In each country polled, at least 75 per cent of respondents described the issue of government surveillance of the public’s internet communications as “very” or “quite” important to them. (US: 77%, Canada: 78% UK: 82%).
Snowden is a highly controversial figure in his own country, with Americans split 51% to 49% when asked whether he is “something of a hero who should be commended for letting the public know that our governments are running electronic surveillance programs that threaten people’s privacy” or “more of a traitor who should be condemned for publicizing security activities and threatening western intelligence operations”. In Canada, 67% and in the UK, 60% of respondents say Snowden should be commended for his actions.
Asked to assume their national government is routinely conducting electronic surveillance of the general public, 60% of Americans and Canadians described this as “unacceptable”, while Britons were more split, (52% unacceptable versus 48% acceptable).

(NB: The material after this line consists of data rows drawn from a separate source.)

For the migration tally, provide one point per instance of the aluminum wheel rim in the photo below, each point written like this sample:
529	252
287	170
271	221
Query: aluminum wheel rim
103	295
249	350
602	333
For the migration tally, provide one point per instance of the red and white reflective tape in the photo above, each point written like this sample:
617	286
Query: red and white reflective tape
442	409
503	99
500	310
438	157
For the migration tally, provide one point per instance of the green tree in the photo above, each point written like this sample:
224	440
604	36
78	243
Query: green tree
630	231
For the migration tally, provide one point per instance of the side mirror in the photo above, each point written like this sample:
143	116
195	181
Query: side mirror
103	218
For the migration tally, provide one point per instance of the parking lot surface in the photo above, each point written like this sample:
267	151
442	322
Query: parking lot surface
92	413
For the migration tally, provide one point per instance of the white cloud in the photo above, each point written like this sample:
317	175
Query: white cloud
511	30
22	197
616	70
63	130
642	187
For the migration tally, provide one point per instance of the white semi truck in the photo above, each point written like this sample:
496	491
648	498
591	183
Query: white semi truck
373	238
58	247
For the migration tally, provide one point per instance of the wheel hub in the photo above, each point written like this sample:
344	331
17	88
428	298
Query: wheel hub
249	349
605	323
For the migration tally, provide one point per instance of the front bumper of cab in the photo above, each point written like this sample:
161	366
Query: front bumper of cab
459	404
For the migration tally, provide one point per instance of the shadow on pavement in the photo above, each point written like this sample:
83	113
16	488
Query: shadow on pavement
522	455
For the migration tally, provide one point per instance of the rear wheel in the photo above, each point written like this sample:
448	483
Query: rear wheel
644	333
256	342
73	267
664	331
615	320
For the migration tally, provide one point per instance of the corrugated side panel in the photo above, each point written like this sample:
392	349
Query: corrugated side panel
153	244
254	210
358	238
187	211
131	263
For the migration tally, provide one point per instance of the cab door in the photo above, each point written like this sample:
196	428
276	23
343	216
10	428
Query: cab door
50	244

Safeguarding the Information
When asked whether they trusted their national government to be “a good guardian of citizens’ personal information”, 60 per cent of Americans and 64 per cent of Britons and Canadians said they had “not that much trust” or “no trust at all”.
At the same time, there appears to be public support for the argument that security and anti-terrorism efforts include tradeoffs on civil liberties and personal information privacy. Buy-in for this perspective is highest in the UK where 60 per cent took this view, compared with Americans (54%). Canadian public opinion is most evenly split on the issue (49% vs 51%).
Only one-in-five respondents believe information gathered by governments will be used for “strictly national security/anti-terrorism efforts” (US: 21%, UK: 19%, Canada: 18%).
The strong plurality view in each country is that the electronic information gathered via mass government surveillance will ultimately end up being used for “any purposes the government chooses”: 49% in the US, 46% in Canada, and 44% in the UK believe this to be the most likely scenario.
Only roughly one-in-five believe the info will be used for “strictly national security/anti-terrorism efforts” (21% in the US, 18% in Canada and 19% in the UK), while a larger number (close to a third in each country) believe it would be used for “that, and also other serious criminal matters (say, major organized crime).”
Appropriate use of Information
When asked how mass electronic surveillance information should be used by governments, a handful in each country opted for “any purposes the government chooses” (US & Canada: 5%, UK 7%). There was also no majority insistence that information gathered by government be used for “strictly security/anti-terrorism” purposes (US: 39% Canada: 31%, UK: 33%).
Strong Political Undercurrents in all three countries
In the US, Republicans are much more wary of mass e-surveillance than those who re-elected the Democrats last fall. Nearly 90 per cent of 2012 Republican supporters say they do not trust the Obama administration as good guardians of information whereas most Democrat voters say they do. Republicans are also much more likely to believe information would be used as the government sees fit.
In the UK, 2010 supporters of David Cameron’s Conservatives are most likely to consider mass e-surveillance activities as acceptable, to trust their government with the information, and to consider Edward Snowden more of a traitor than a hero. Both Labour and Liberal-Democrat supporters, meanwhile, consider Mr. Snowden more of a hero, and are much more wary of these surveillance activities generally, and much less trustful of their national government as information guardian.
In Canada, political differences are just as profound and are consistently observed across all the survey questions. The overall pattern sees Conservative supporters less wary than opposition party supporters. Those who elected Stephen Harper’s Conservatives put more credence on national security, most consider mass surveillance acceptable, and most say they trust this government as information guardian.
The other side of the continuum is New Democrat supporters who voice much more civil libertarian views, including support for Snowden. Those who voted for the Liberals in the 2011 election are in the middle on this debate, closer to NDP supporters than Conservatives supporters in their outlook.
On Oct 23rd 2013, Angus Reid Global conducted an online survey among 4,536 randomly selected American, British and Canadian adults who are members of the Springboard America, Springboard UK and Angus Reid Forum panels. 1,010 were surveyed in the US, 1,519 in Canada and 2,007 in the UK. The margin of error – which measures sampling variability – is +/- 3%.